Elizabeth Popp Berman
Elizabeth Popp Berman is the Richard H. Price Professor of Organizational Studies and (by courtesy) Sociology at the University of Michigan.
Berman has broad research interests in the production and use of knowledge, especially economic knowledge, and its intersection with morals and values. Her new book, Thinking Like an Economist: How Efficiency Replaced Equality in U.S. Public Policy, shows how economic reasoning came to dominate Washington between the 1960s and the 1980s, and how it continues to constrain progressive ambitions today; it has been featured in a range of outlets including the New York Times, Boston Review, Foreign Affairs, and the New Yorker. At the most general level, she is interested in where our broad frameworks for thinking about social and economic problems come from, how those frameworks shape the choices we see as reasonable, and how they remain stable or, eventually, change. Her focus on these questions is motivated by a desire to contribute to the development of alternatives to a form of capitalism that has been harmful to ordinary people and destructive of the natural environment. Beth's research is primarily (though not exclusively) historical, and has mostly focused on how this framework was established between the 1960s and 1980s; she is also, increasingly, interested in mining earlier eras for ideas that can disrupt our taken-for-granted assumptions about how we should organize and govern economic activity.

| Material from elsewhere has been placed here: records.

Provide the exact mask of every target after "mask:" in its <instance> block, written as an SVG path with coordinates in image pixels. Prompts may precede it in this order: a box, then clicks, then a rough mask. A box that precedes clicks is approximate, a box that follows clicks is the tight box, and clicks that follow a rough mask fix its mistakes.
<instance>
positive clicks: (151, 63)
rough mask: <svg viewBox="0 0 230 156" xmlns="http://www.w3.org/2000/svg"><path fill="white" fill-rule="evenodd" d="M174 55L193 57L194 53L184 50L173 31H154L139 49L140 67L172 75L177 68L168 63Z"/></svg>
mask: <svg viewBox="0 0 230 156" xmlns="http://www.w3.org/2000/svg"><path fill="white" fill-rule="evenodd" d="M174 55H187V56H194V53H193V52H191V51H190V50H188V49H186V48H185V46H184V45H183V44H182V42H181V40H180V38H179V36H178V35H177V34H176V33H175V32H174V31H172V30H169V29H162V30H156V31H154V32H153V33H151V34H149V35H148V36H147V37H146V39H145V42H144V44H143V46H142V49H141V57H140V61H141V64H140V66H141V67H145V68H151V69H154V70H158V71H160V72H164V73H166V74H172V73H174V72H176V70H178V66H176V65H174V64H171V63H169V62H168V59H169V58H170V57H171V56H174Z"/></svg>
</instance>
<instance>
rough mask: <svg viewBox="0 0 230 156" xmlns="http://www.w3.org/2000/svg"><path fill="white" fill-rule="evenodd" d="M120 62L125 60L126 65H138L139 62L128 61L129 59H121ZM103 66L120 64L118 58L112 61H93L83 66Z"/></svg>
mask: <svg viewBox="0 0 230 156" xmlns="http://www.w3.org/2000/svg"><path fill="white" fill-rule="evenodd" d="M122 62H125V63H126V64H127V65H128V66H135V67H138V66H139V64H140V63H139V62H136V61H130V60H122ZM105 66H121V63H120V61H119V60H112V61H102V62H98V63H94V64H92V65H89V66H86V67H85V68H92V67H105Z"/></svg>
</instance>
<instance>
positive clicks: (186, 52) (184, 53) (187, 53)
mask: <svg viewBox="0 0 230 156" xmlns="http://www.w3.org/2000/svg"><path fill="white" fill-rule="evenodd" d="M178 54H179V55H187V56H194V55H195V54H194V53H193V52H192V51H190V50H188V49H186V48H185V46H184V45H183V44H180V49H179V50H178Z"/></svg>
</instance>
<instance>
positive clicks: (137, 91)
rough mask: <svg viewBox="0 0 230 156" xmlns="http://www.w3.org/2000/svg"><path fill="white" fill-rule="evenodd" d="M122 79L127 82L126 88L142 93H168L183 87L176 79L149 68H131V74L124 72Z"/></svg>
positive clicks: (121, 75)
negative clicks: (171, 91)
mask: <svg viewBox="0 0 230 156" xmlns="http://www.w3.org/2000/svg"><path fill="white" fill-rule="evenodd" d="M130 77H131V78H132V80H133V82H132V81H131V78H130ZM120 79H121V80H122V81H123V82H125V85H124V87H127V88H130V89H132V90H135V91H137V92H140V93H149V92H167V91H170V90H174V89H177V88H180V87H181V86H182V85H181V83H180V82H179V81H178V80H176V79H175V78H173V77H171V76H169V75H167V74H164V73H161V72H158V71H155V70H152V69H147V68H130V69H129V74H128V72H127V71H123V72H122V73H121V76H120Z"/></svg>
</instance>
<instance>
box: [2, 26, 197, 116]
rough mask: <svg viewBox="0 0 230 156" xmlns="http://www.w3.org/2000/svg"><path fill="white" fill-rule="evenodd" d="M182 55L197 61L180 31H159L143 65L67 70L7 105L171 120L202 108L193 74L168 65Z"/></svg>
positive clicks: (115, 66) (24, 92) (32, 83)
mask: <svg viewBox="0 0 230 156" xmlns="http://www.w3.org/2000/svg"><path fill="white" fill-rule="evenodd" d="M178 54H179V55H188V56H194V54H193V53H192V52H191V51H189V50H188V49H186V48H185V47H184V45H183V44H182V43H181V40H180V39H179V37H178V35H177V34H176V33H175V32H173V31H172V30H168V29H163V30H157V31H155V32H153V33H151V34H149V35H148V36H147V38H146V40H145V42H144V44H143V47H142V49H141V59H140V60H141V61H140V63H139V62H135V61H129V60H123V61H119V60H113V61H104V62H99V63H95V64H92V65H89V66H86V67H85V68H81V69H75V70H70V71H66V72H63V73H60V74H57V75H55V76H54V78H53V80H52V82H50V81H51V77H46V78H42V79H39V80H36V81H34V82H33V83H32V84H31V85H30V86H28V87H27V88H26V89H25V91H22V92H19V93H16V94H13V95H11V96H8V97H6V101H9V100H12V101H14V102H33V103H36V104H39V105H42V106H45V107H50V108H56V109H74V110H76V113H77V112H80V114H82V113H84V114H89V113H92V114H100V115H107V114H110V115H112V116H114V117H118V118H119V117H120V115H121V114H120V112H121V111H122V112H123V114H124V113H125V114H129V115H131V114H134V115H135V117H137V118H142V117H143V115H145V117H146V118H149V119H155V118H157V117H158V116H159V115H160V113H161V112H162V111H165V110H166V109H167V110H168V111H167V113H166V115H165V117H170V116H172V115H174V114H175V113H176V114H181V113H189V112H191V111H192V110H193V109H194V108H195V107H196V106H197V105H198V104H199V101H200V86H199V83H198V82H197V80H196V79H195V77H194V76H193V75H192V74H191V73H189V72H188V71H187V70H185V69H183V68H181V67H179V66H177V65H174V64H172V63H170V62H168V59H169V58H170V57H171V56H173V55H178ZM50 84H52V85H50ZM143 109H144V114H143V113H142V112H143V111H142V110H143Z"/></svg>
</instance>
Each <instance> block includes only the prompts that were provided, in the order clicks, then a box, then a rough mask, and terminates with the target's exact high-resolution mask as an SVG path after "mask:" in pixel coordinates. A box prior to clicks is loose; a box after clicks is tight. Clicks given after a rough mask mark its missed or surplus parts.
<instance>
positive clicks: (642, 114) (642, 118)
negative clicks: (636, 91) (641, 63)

Her first book, Creating the Market University: How Academic Science Became an Economic Engine, won multiple awards from the American Sociology Association and the Social Science History Association. She has served on multiple editorial boards, including the American Journal of Sociology and the American Sociological Review, and has written for broader audiences in outlets like the Washington Post.
In July 2022, Beth became director of the OS Program, and its first female director.